Schéma des quatre générations d’interactions
Ma vision personnelle de l’évolution de nos interactions avec les robots depuis les années 50. Ganesh Gowrishankar, Fourni par l’auteur
Les interactions entre humains et robots à grande échelle ont commencé avec l’arrivée des robots industriels, dont le premier a été introduit par General Motors en 1961. Ceux-ci se sont lentement répandus et au début des années 1980, les robots industriels étaient présents aux États-Unis, en Europe et au Japon.
Ces robots industriels ont permis d’observer la première génération d’interactions humain-robot : ils opèrent généralement dans des zones délimitées, pour s’assurer que les humains ne s’approchent pas d’eux, même par erreur.
Les robots industriels, qui ont d’abord été popularisés par les tâches d’assemblage automobile, sont maintenant utilisés pour diverses tâches, telles que le soudage, la peinture, l’assemblage, le démontage, le pick and place pour les cartes de circuits imprimés, l’emballage et l’étiquetage.

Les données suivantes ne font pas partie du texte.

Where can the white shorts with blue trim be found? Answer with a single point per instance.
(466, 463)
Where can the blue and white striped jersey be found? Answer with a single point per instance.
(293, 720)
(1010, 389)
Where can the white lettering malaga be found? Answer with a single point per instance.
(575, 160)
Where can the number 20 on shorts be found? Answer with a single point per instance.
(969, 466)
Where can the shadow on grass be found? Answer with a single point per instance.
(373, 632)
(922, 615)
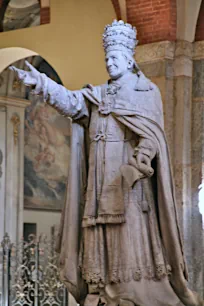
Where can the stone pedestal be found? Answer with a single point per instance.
(12, 166)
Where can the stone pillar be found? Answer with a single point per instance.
(197, 161)
(156, 62)
(170, 66)
(12, 166)
(182, 144)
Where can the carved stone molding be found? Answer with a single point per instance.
(198, 52)
(184, 48)
(155, 51)
(16, 121)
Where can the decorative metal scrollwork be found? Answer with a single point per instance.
(34, 275)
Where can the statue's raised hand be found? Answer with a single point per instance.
(29, 78)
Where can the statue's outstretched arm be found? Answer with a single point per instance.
(68, 103)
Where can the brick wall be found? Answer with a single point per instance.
(199, 35)
(155, 19)
(116, 7)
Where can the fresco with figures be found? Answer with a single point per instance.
(19, 14)
(47, 136)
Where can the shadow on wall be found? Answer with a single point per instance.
(18, 14)
(46, 146)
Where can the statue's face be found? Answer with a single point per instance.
(116, 64)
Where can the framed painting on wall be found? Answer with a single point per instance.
(46, 156)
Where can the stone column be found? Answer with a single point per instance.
(156, 62)
(12, 166)
(197, 161)
(182, 143)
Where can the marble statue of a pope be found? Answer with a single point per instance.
(119, 240)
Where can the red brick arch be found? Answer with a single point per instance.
(155, 19)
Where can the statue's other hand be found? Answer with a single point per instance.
(29, 78)
(143, 164)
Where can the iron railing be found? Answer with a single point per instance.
(29, 273)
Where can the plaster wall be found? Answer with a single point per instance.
(43, 219)
(72, 42)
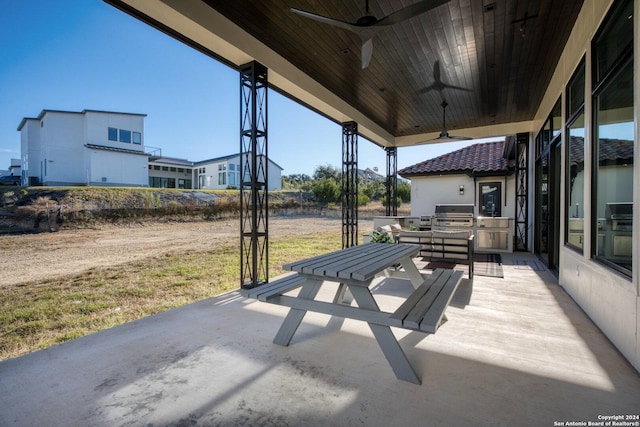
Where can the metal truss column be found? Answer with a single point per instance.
(254, 221)
(349, 184)
(522, 185)
(391, 203)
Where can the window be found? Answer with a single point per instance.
(125, 136)
(113, 134)
(574, 208)
(613, 136)
(490, 199)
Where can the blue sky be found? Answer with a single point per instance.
(84, 54)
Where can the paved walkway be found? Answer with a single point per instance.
(516, 351)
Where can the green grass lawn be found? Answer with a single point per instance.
(37, 315)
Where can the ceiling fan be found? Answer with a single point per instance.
(367, 26)
(438, 84)
(444, 134)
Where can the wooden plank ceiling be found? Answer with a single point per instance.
(503, 51)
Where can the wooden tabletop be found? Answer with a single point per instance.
(359, 263)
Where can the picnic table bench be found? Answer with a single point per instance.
(354, 269)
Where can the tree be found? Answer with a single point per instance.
(327, 172)
(326, 190)
(298, 181)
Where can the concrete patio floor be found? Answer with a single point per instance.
(515, 351)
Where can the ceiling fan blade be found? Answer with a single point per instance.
(446, 85)
(445, 137)
(410, 11)
(326, 20)
(367, 52)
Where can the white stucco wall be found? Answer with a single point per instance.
(30, 148)
(62, 148)
(610, 299)
(429, 191)
(96, 126)
(119, 169)
(211, 171)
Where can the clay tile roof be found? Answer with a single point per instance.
(481, 158)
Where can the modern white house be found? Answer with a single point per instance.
(224, 172)
(170, 172)
(83, 148)
(107, 148)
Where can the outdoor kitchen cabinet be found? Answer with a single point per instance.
(493, 239)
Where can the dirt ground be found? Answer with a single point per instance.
(34, 257)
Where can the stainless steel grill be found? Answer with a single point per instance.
(453, 217)
(426, 221)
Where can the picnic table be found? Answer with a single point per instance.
(354, 269)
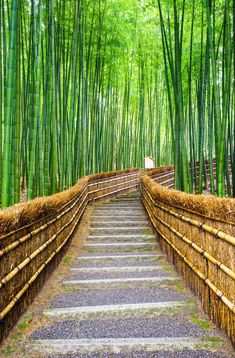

chaine d’assemblage de voitures
Robots dans une usine d’assemblage de voitures. A noter que des garde-corps sur le côté délimitent clairement l’espace de travail du robot de celui des humains. Spencer Cooper/Flickr, CC BY-ND
Travailler côte à côte
La recherche en robotique de cette période s’est concentrée sur le rapprochement des robots avec les humains, ce qui a donné lieu à une deuxième génération d’interactions humain-robot, matérialisée pour le grand public au début des années 2000, lorsque des machines, comme le Roomba et l’Aibo, ont commencé à entrer dans nos maisons.
Ces robots de deuxième génération travaillent à proximité des humains dans nos maisons et nos bureaux pour des « applications de service », telles que le nettoyage des sols, la tonte des pelouses et le nettoyage des piscines – un marché d’environ 13 milliards de dollars US en 2019. En 2009, il y avait environ 1,3 million de robots de service dans le monde ; un nombre qui avait augmenté en 2020 à environ 32 millions.
Les premiers robots à entrer dans nos maisons ne sont pas humanoïdes. Roman Pyshchyk/Shutterstock
Toutefois, bien que ces robots opèrent dans un environnement plus humain que les robots industriels, ils interagissent toujours de manière assez minimale et basique. La plupart de leurs tâches quotidiennes sont des tâches indépendantes, qui nécessitent peu d’interaction. En fait, ils essaient même souvent d’éviter les interactions avec les humains – ce qui n’est pas toujours aisé.
Interagir avec les humains
La relation entre humains et robots évolue désormais progressivement vers la troisième génération d’interactions. Les robots de la troisième génération ont la capacité d’interagir cognitivement ou socialement comme les robots dits « sociaux », mais aussi physiquement comme les exosquelettes.
un robot de rééducation
Lokomat est un robot qui peut s’attacher physiquement aux humains et peut fournir une assistance physique pendant la rééducation. Fondazione Santa Lucia, CC BY-NC-SA
Des robots capables d’assistance physique, qui pourraient être utilisés pour la rééducation et les soins aux personnes âgées, l’assistance sociale et la sécurité, ont par ailleurs été clairement identifiés comme prioritaires par les gouvernements en Europe, aux Etats-Unis ainsi qu’au Japon dès le milieu des années 2010.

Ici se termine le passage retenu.